“Do I really look like a guy with a plan?” In Christopher Nolan’s The Dark Knight, the Joker, magnificently impersonated by the late Heath Ledger, wants to make everyone believe that there is no motif for his neurotic sowing of destruction and mayhem in Gotham City. “I’m an agent of chaos”, he explains to Gotham’s new district attorney Harvey Dent. He seems to appear from nowhere at the exact moment, when Gotham is on the verge of convicting its few remaining criminals. He has no history whatsoever, as commissioner Gordon resignedly admits: “No matches on prints, DNA, dental, […] no name, no other alias.”

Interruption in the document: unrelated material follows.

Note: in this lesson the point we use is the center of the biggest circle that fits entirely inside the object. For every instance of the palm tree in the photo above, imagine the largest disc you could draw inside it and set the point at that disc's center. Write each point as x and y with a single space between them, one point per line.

No rational explanation can be found for the sheer purity of his evil deeds, for the rigor of his seething rage. Even Batman, alias Bruce Wayne, is at an utter loss of accounting for this kind of absolute evil. When he unconvincingly claims that “criminals aren’t complicated Alfred, we just need to figure out what he’s after”, it is his butler who puts into words what Bruce was probably thinking anyway: “With respect master Wayne, but perhaps this is a man you don’t fully understand either. […] Some men just want to watch the world burn.”

Yet, that does not mean that there is no structure, no plan underlying the Joker’s actions, even if he claims the opposite. The structure is to be found in the violence itself. René Girard claims that we live in an age, where we are forced to choose between absolute non-violence and violence without end. What the Joker does is nothing less than creating situations in which people are faced with the utter dilemma of either having to die themselves, or to commit an act of violence and survive. One such example is when the Joker threatens to blow up a hospital, if Colman Reese, who is about to reveal Batman’s true identity, is not dead within 60 minutes. This all-against-one setting is the structure of scapegoating violence that René Girard has revealed in his oeuvre. The choice of the victim is completely arbitrary, as Reese is not the one to blame for the blowing up of the hospital. The Joker is thus first and foremost the manipulator of the satanic expulsion of one victim in order to create peace. The label on the Joker’s truck confirms this reading: “Slaughter is the best medicine.”

The Joker seeks to proliferate this principle of expulsion. Most of all, he wants Batman to abandon himself to this type of scapegoating violence. This explains Batman’s astounding passivity throughout the movie and the relatively little screen time Batman-actor Christian Bale gets. The problematic nature of Batman’s own violence is already hinted at in the closing frames of The Dark Knight’s predecessor Batman Begins, when the threat of the Joker dawns on Gotham’s horizon. “What about escalation”, asks commissioner Gordon right before the end of Batman Begins. Batman eventually understands the full course of violence, as it necessarily gets out of control: “Either you die a hero or you live long enough to see yourself become the villain.”

With Batman-imitators running wild, Bruce understands that it is his own example that has brought the escalation of violence on Gotham. If he kills the Joker, he would be exactly like him. Evil is not limited to the person of the Joker but is found in the principle of arbitrary violence against one victim. This becomes clear, after Batman eventually captures the Joker. When he resists the impulse to kill the Joker, the latter is amused: “You didn’t think I’d risk losing the battle for Gotham’s soul in a Fistfight?” Being defeated himself, he has planted the seed of destruction into Gotham’s “white knight”, Harvey Dent. With half his face burnt off, the latter becomes Two-face. In despair, after his fiancé is murdered by the Joker, Dent hunts down all the corrupt officers in Gordon’s police department and tosses a coin to decide their fate.

Dent has surrendered to the Joker’s evil logic: “The only morality in a cruel world is chance, unbiased, unprejudiced, fair.” But what he means, of course, is not fairness but arbitrariness. It is the arbitrariness of violence against the victim that is continually brought up in The Dark Knight. When in another of the Joker’s constructed situations, the passengers of two ships, one of which is a prison ship, refuse to blow up the other ship to save themselves, it is not because, as Batman believes, “they are ready to believe in good” but because they recognize that the other passengers have not done anything to deserve their violence.

The all against one mechanism of scapegoating is maimed in a world that recognizes the arbitrary position of the victim; the impulse to violence, however, remains. Batman himself becomes the scapegoat, when he takes Dent’s blame onto himself to save the myth of the white knight, by becoming “the dark knight”, hunted down by the whole of Gotham. The Joker is right when he states that “madness, as you know is like gravity. All it takes is a little push.” The Joker has lifted the protective veil of culture from Gotham that allows people to think of themselves as good. By forcing situations of scapegoating on them, however, he reveals the primordial urge to violence within them: “When the chips are down, these civilized people, they’ll eat each other.” To avoid self-destruction in a struggle of all against all and to preserve their sanity, the people of Gotham need to find a scapegoat. Batman is the only one left in whose guilt they can believe, who seems not like an arbitrary victim – for now, that is. For as Gordon’s son remarks utterly puzzled: “He didn’t do anything wrong.”